One who has seen the consummate Passion Play at Oberammergau must have had the thought impressed on him that there is much latent talent among the country folk, and also that it is much worth the while of a community to develop this talent. Aside from its transcendent theme, this stupendous play appeals to the world because of its simplicity and directness and because of its reality, for these are the very kind of folk that might have taken part in the mighty drama had the Great Master lived in Oberammergau.

The nativeness of the play impresses one. The very absence of so much that we associate with the ordinary drama gives the play an appeal,—the absence of the studied stride and strut, of the exaggerated make-ups, and of the over-doing of the parts. The play is grounded in the lives of the people in the community.

We cannot expect another place to become an Oberammergau, but it is possible for something good to come out of any spot. This thought is vividly expressed by W. T. Stead in his account of the Passion Play:

"As I write, it is now two days after the Passion Play. The crowd has departed, the village is once more quiet and still. The swallows are twittering in the eaves, the blue and cloudless sky over-arches the amphitheater of hills. All is peace, and the whole dramatic troupe pursue with equanimity the even tenor of their ordinary life. Most of the best players are woodcarvers; the others are peasants or local tradesmen. Their royal robes or their rabbinical costumes laid aside, they go about their ordinary work in the ordinary way as ordinary mortals. But what a revelation it is of the mine of latent capacity, musical, dramatic, intellectual, in the human race, that a single mountain village can furnish, under a capable guidance, and with adequate inspiration, such a host competent to set forth such a play from its tinkers, tailors, plowmen, bakers, and the like! It is not native capacity that is lacking to mankind. It is the guiding brain, the patient love, the careful education, and the stimulus and inspiration of a great idea. But, given these, every village of country yokels from Dorset to Caithness might develop artists as noble and as devoted as those of Oberammergau."

The business of farming.

After all is said and done, the first question still remains,—the opportunity to make a good living on a farm, and the possibility of leading a life that will be personally satisfactory.
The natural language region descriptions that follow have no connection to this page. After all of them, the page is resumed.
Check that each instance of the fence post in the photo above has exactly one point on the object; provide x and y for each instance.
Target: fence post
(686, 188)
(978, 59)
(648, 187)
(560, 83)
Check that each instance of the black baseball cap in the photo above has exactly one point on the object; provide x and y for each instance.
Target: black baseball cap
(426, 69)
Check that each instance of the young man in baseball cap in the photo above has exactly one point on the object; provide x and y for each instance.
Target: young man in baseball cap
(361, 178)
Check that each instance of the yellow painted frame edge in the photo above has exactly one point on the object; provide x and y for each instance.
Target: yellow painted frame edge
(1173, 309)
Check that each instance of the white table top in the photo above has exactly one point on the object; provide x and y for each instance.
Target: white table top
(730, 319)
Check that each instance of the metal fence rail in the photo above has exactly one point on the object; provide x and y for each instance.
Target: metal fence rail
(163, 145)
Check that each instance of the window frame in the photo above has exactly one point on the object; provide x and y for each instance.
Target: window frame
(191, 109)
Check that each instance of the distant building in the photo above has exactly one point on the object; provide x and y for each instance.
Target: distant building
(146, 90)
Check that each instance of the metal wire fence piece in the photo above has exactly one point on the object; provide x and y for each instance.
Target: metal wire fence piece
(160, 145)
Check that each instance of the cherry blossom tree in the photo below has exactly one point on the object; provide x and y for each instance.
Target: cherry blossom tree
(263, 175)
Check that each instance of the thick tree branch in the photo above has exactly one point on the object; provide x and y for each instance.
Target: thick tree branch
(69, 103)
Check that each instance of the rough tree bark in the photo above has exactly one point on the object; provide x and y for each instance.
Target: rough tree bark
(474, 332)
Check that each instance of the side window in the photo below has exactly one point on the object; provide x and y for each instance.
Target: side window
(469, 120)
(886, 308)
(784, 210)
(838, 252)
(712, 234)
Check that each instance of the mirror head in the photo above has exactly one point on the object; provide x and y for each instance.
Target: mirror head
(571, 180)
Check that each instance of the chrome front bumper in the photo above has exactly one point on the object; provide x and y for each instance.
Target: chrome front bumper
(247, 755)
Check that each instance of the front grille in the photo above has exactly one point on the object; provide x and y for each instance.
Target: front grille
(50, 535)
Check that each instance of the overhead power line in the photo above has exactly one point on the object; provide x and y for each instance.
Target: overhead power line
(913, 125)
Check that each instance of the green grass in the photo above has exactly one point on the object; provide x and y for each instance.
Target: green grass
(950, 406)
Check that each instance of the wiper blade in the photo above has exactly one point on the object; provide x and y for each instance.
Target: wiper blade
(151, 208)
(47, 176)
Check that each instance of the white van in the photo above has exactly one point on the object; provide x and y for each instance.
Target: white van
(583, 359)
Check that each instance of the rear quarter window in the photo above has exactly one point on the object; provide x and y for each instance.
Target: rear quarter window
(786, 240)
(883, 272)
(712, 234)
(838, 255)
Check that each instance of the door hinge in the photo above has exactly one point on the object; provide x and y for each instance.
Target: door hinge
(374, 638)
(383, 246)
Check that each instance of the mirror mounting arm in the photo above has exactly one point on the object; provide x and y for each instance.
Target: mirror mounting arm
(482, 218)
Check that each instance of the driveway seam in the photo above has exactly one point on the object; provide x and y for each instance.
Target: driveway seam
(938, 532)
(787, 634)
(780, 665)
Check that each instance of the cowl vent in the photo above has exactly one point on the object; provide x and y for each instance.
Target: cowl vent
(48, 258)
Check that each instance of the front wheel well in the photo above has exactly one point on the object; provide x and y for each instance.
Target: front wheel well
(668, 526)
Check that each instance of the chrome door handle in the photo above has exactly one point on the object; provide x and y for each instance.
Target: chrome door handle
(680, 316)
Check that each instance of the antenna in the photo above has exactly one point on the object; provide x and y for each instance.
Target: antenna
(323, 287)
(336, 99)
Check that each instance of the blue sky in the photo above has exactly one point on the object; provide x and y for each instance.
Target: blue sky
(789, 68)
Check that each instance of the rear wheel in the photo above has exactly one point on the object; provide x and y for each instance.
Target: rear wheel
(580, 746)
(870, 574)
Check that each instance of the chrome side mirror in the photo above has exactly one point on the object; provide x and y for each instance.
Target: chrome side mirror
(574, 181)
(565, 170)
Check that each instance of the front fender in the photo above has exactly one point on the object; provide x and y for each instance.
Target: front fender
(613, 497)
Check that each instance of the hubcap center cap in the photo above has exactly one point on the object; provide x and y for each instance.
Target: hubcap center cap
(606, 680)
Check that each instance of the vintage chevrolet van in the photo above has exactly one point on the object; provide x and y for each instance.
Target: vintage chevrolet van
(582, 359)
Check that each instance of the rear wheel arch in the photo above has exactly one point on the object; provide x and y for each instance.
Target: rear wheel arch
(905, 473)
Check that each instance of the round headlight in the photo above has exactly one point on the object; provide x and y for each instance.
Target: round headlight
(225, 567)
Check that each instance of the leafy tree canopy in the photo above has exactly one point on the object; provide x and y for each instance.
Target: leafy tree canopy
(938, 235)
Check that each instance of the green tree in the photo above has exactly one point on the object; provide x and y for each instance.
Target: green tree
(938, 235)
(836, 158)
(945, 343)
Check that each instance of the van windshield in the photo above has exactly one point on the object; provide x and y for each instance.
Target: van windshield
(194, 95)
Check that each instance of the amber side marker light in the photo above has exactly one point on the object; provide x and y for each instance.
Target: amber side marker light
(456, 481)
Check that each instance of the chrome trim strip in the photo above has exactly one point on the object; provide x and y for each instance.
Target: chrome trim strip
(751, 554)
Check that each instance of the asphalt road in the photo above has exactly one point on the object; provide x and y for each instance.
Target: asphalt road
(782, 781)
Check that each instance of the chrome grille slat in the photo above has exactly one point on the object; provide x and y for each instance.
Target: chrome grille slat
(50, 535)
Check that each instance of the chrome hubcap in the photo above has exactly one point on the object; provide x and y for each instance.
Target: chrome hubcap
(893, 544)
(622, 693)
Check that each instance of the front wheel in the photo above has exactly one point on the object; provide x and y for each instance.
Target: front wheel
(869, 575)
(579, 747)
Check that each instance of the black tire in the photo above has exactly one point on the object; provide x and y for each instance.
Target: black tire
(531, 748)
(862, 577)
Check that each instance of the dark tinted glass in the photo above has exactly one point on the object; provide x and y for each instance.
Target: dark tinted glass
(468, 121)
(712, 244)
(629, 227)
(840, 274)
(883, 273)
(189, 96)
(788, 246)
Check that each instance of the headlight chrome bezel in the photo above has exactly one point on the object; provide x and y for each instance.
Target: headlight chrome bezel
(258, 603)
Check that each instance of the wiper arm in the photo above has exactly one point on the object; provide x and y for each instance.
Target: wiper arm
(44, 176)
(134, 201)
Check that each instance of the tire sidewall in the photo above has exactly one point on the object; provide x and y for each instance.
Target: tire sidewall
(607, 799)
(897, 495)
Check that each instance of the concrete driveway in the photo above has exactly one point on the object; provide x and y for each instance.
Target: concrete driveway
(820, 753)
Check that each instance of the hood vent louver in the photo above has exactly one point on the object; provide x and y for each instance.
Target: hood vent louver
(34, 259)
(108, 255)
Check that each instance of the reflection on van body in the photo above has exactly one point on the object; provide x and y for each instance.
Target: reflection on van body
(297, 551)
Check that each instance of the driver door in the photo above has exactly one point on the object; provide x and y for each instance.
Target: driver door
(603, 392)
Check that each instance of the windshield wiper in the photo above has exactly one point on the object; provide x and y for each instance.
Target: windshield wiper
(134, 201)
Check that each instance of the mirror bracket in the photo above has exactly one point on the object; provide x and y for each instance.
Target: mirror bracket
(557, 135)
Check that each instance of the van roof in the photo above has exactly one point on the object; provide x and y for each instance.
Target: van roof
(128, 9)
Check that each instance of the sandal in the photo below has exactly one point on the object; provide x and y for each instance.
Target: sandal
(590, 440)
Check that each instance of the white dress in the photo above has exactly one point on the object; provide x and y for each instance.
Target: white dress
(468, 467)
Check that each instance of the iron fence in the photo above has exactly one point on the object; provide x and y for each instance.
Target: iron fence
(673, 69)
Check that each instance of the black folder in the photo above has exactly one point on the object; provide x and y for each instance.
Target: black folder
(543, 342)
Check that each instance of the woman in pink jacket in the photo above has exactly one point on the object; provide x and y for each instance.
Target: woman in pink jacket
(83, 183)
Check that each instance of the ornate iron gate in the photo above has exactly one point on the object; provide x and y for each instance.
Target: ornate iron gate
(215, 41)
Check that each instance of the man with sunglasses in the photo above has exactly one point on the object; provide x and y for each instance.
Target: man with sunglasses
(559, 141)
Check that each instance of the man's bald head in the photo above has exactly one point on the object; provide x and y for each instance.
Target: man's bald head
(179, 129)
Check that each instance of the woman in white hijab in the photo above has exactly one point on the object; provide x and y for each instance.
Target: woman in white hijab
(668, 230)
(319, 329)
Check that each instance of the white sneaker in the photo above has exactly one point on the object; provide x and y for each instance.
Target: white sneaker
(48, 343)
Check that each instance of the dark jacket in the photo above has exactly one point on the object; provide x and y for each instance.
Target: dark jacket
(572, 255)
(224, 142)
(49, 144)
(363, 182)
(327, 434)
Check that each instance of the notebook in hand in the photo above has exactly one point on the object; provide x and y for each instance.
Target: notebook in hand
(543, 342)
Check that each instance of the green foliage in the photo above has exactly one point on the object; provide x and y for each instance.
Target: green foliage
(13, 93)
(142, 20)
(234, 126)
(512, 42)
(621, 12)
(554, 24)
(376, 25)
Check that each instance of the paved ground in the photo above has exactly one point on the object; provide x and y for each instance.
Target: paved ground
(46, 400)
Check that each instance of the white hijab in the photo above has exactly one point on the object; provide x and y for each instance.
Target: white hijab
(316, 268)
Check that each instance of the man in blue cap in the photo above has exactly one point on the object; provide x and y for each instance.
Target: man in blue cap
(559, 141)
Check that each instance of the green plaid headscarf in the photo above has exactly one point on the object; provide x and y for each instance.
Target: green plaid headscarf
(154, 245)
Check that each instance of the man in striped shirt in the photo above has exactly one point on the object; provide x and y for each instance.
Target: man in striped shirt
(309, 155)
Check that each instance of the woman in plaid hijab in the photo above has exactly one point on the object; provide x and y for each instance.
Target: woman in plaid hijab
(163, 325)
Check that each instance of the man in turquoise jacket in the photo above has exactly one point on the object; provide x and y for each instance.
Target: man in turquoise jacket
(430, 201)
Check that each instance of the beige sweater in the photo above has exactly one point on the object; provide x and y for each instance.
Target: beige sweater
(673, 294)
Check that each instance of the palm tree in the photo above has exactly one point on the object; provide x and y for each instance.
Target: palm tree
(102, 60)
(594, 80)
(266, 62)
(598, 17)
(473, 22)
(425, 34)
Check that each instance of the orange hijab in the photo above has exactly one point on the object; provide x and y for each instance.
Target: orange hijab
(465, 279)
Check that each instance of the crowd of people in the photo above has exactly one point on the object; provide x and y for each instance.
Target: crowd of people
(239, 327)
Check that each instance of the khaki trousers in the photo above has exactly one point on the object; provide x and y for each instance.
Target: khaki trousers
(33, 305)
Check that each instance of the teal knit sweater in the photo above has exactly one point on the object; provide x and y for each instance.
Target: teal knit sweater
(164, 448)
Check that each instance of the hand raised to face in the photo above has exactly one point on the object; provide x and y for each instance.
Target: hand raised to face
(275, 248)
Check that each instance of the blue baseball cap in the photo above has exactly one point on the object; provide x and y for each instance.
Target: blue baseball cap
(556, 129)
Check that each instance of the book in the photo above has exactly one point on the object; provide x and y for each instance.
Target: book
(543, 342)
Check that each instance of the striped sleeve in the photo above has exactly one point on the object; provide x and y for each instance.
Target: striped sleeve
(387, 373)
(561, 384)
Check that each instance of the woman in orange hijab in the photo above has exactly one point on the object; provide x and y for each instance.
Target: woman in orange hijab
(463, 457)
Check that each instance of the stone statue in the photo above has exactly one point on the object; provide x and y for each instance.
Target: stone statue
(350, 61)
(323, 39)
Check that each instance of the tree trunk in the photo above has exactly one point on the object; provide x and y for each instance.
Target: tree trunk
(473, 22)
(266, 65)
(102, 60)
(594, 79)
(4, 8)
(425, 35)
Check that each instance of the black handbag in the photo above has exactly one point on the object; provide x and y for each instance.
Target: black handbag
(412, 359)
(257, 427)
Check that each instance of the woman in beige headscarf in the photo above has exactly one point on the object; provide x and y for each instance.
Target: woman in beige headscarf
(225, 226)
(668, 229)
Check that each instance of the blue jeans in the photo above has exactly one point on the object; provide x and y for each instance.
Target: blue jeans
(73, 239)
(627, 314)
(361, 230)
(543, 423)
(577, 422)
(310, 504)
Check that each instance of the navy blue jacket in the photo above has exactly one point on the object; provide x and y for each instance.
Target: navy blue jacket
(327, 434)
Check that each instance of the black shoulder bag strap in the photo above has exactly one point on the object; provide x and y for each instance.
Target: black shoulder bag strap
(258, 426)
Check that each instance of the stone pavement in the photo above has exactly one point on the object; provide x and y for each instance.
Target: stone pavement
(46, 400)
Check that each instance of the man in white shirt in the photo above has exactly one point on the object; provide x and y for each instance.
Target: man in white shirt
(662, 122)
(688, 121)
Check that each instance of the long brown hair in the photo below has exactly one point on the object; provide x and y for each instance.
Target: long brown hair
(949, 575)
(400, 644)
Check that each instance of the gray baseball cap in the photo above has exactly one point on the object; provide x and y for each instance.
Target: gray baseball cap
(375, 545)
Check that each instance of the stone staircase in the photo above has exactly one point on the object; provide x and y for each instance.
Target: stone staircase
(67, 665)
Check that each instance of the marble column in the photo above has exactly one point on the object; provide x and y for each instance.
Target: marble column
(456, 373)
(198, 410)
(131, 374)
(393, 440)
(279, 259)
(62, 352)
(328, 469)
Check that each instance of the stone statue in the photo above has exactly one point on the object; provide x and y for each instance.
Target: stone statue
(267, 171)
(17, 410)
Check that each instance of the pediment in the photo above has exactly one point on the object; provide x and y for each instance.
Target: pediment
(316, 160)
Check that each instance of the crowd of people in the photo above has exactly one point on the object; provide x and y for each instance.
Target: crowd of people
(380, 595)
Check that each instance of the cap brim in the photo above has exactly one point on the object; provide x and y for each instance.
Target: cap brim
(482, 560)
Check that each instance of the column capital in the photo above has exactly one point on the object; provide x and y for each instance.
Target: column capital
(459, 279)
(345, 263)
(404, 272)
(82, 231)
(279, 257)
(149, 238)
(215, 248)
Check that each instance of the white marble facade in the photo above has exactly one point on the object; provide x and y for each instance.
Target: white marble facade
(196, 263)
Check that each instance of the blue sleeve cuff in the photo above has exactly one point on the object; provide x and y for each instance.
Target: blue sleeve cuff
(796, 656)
There has never been a time when farming as a whole has been so prosperous as now, notwithstanding the fact that there are hardships in many regions. The whole occupation is undergoing a process of readjustment, and it is natural that the readjustment has become more complete and perfect in some places and in some kinds of farming than in others. We have but recently passed through a time in which the farming business, except in special regions or special cases, could not be really profitable and attractive.

To make a good and satisfactory living on the farm is a matter both of temperament and of first-class training. There are great series of city vocations in which any person with fair ability can succeed; but farming is a personal business and each man is his own manager. No one should ever go into farming impersonally.

Many persons are making a comfortable living on farms, a better living in fact than persons of similar ability and expending similar energy are making in town. Other persons are failing.

I am not advising anybody to establish himself in the open country; but I am saying that the time has now come when good talent need not avoid the open country.